Millions of Americans currently use medication for their indigestion and reflux, so it may come as no surprise that parents and doctors also prescribe medicine for newborns with reflux. However, according to a new study, newborns are likely being over treated the majority of the time with interventions – including surgery – that have risks for the infant.
Gastric reflux is common in infants because the band of muscle, or sphincter, that squeezes the top opening of the stomach shut, does not yet close at full strength, especially in premature babies. As a result, babies often have reflux and spit up after feeding. When reflux happens within several minutes of other more dangerous symptoms such as drop in heart rate, apnoea, coughing or gagging, arching of the back, incessant crying, and wheezing, physicians may suspect gastric reflux disease, or GERD.
“Since the baby can’t tell us what they are feeling, we use this association between the reflux event and these other symptoms and signs of discomfort to help diagnose reflux disease,” says senior author on the study, Dr Zubair H Aghai, professor, director of neonatology research at Thomas Jefferson University, and attending neonatologist with Nemours duPont Paediatrics at Jefferson Hospital. “However, our study demonstrates that these symptoms may not be associated with reflux and should not necessarily indicate treatment.”
Instead of relying on clinical symptoms, some of which can be either underreported or over reported by nurses or family members, the researchers used a more definitive approach. The researchers compiled the data of 58 infants. Based on their symptoms all of these patients were suspected to have GERD by their doctors. However, the researchers showed that when a gold standard test for gastric disease called the multi-channel intra-luminal impedance study (or the MII-pH) was performed, only 6 patients, or 10%, actually had GERD.

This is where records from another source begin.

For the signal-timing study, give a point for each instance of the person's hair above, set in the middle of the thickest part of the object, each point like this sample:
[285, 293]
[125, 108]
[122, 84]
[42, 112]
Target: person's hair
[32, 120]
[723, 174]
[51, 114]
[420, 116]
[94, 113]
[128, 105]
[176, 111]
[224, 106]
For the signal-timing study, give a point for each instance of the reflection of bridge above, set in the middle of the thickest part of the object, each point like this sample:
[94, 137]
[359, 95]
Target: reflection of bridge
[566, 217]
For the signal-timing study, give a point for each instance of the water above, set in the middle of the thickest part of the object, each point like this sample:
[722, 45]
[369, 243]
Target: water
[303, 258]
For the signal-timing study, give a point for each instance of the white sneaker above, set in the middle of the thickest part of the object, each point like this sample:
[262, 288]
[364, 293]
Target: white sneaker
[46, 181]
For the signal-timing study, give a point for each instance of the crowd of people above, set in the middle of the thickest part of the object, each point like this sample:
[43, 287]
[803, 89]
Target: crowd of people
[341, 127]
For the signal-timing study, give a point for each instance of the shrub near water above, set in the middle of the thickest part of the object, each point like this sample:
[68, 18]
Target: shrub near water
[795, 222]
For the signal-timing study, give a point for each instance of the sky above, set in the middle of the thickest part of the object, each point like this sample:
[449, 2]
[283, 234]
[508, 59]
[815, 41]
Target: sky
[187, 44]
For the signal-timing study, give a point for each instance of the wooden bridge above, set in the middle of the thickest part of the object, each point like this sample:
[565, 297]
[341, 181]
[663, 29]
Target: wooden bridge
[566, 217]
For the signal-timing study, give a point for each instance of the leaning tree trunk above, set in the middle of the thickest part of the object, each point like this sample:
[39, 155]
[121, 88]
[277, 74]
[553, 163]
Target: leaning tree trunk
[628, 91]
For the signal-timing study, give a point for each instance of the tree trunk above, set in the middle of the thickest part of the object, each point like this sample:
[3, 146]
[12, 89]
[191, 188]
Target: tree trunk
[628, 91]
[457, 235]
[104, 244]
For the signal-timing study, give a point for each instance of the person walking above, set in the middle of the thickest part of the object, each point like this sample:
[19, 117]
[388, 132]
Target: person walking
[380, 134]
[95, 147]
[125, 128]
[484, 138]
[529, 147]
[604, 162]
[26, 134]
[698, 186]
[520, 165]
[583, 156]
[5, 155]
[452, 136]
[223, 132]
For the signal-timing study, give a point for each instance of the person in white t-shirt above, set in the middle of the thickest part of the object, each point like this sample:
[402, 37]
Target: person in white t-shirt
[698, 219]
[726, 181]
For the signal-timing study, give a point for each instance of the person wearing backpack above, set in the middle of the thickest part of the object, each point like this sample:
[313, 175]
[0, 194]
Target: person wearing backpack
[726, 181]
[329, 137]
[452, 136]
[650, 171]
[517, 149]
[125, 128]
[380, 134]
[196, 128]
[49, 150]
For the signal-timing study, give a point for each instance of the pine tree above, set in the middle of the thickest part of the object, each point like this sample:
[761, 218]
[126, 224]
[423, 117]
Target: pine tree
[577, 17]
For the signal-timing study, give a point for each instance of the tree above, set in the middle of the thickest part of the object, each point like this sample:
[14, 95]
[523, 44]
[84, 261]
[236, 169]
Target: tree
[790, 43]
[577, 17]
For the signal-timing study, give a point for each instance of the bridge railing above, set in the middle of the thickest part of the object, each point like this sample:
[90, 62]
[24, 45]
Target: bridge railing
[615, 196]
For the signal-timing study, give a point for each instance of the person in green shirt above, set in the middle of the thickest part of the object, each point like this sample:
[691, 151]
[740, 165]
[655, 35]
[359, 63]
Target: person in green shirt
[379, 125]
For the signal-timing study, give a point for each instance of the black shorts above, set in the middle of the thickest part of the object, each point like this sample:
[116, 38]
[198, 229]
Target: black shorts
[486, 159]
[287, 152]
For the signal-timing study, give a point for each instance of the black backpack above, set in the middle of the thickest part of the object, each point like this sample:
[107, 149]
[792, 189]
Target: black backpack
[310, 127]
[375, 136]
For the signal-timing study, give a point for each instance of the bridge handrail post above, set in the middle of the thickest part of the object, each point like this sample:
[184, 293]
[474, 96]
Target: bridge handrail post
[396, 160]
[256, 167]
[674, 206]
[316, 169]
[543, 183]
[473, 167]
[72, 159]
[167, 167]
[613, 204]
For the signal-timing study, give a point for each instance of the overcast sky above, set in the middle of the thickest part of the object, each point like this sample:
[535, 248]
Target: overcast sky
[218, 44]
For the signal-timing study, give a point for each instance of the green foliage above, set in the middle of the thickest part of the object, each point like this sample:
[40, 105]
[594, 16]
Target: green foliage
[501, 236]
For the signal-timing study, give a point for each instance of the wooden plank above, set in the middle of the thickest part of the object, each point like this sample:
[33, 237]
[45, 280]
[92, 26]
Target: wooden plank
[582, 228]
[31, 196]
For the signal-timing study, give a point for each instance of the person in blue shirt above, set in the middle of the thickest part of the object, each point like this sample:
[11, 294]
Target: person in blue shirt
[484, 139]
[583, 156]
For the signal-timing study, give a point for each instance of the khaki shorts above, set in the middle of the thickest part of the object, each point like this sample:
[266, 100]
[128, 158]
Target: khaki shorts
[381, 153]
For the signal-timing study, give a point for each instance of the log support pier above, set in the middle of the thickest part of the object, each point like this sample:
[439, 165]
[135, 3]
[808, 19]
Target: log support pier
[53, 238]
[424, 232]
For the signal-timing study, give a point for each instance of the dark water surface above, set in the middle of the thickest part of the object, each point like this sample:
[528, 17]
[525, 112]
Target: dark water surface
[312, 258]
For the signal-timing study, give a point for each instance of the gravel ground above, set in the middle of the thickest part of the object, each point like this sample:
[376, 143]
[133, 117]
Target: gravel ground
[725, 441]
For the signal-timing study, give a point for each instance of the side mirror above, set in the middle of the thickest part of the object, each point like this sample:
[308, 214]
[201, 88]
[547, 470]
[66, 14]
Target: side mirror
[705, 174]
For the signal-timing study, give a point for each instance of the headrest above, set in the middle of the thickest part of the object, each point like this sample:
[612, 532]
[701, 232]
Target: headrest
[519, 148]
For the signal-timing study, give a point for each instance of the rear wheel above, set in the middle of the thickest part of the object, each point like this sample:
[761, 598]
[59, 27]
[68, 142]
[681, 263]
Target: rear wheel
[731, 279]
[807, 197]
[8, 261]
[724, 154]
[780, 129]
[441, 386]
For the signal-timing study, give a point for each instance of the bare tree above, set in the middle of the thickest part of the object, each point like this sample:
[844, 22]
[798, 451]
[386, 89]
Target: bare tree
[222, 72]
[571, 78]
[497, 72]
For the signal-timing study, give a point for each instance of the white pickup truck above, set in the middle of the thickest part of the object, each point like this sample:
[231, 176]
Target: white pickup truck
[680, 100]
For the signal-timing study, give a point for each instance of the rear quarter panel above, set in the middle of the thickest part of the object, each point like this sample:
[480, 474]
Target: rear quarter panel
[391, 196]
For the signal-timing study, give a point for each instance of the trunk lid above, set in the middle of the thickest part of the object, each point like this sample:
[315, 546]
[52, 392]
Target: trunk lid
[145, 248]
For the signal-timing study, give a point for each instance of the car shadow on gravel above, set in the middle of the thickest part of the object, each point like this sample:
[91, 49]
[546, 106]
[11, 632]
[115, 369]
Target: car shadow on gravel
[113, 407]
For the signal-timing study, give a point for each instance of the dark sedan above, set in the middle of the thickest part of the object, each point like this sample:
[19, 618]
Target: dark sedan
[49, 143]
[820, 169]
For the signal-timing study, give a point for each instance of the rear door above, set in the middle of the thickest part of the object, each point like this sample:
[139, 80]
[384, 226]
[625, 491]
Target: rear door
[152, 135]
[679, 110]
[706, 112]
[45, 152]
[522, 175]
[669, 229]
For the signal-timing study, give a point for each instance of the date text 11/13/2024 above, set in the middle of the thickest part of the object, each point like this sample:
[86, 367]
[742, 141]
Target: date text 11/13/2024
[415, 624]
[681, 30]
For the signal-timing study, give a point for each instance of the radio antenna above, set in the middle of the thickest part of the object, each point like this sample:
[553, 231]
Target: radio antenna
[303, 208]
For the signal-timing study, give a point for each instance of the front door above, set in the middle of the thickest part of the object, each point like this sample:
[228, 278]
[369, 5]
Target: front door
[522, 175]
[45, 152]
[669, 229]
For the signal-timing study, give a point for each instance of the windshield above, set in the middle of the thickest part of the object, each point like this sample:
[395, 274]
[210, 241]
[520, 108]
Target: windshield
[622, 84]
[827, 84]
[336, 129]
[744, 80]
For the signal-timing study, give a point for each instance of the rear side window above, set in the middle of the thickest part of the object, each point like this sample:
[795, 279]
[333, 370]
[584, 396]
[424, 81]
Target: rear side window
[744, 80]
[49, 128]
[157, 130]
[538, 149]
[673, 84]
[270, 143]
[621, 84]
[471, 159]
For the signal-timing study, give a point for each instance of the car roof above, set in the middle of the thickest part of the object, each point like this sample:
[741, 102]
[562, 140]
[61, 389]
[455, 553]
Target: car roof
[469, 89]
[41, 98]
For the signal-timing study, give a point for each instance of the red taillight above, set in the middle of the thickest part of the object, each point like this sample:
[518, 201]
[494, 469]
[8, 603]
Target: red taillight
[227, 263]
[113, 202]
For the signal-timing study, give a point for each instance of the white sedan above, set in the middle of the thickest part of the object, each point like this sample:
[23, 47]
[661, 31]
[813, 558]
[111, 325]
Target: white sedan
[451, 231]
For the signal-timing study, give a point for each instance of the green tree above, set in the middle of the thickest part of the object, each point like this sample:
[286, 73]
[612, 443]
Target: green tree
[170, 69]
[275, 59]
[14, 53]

Treatment for GERD in infants includes two types of drugs. The first are drugs such as ranitidine (Zantac), famotidine (Pepcid), and lansoprazole (Prevacid), which reduce acid in the stomach. However, research suggests acid is not a major factor in infant reflux and use of antacid in infants can lead to increased risk for infection. The second type is called metoclopramide or reglan, which has a black box warning for the risk of causing permanent damage to child’s brain leading to movement disorders. A third option is surgery to tighten the sphincter at the top of the stomach. All of these interventions come with risks for the infant, and are often prescribed on the basis of symptom association alone.
“The study suggests that doctors who suspect infants of having GERD should use the MII-pH to confirm the diagnosis before treating with medications or surgery,” says Aghai. Unfortunately, says Aghai, the reason the test isn’t done more often is that it can require advanced training and expertise that isn’t available at all institutions.
Other than providing medication when it’s not needed, misdiagnosing GERD in infants also masks the real cause of the problem. “When the MII-pH comes back negative, we have to do a better job of investigating the root causes of the symptoms we’re seeing,” says Aghai.
Objectives: Multichannel intraluminal impedance studies (MII-pH) have become the criterion standard for the diagnosis of gastroesophageal reflux (GER). Several clinical signs and symptoms that are attributed to GER during infancy may not be related to true reflux. Our objective was to correlate the observed reflux-like behaviors to reflux events on MII-pH studies.
Methods: This is a retrospective study on infants being evaluated for GER with MII. During the MII-pH study, the infants were observed for clinical behaviors. Symptom Index (SI), symptom sensitivity index (SSI), and symptom association probability were used to correlate symptoms with reflux events.
Results: Of 58 infants (40 preterm, 18 term) included in the study, only 6 infants (10%) had an abnormal MII-pH study. Irritability (32 infants), bradycardia (20), and desaturation (18) were the common signs and symptoms. A total of 2142 (755 acidic and 1386 nonacidic) reflux episodes and 953 clinical reflux behaviors were recorded. The incidence and pattern of GER was similar in preterm and term infants. There was no significant difference in GER episodes and acid exposure in preterm infants fed orally or via nasogastric tube. The symptom association probability was abnormal in only 6 (19%), 1 (5%), and 5 (28%) infants with irritability, bradycardia, and desaturation, respectively.
Conclusions: The prevalence of GER as detected by MII-pH was low (10%) in symptomatic preterm and term infants. The incidence and pattern of GER was similar in preterm and term infants. The majority of suspected clinical reflux behaviors did not correlate with reflux events.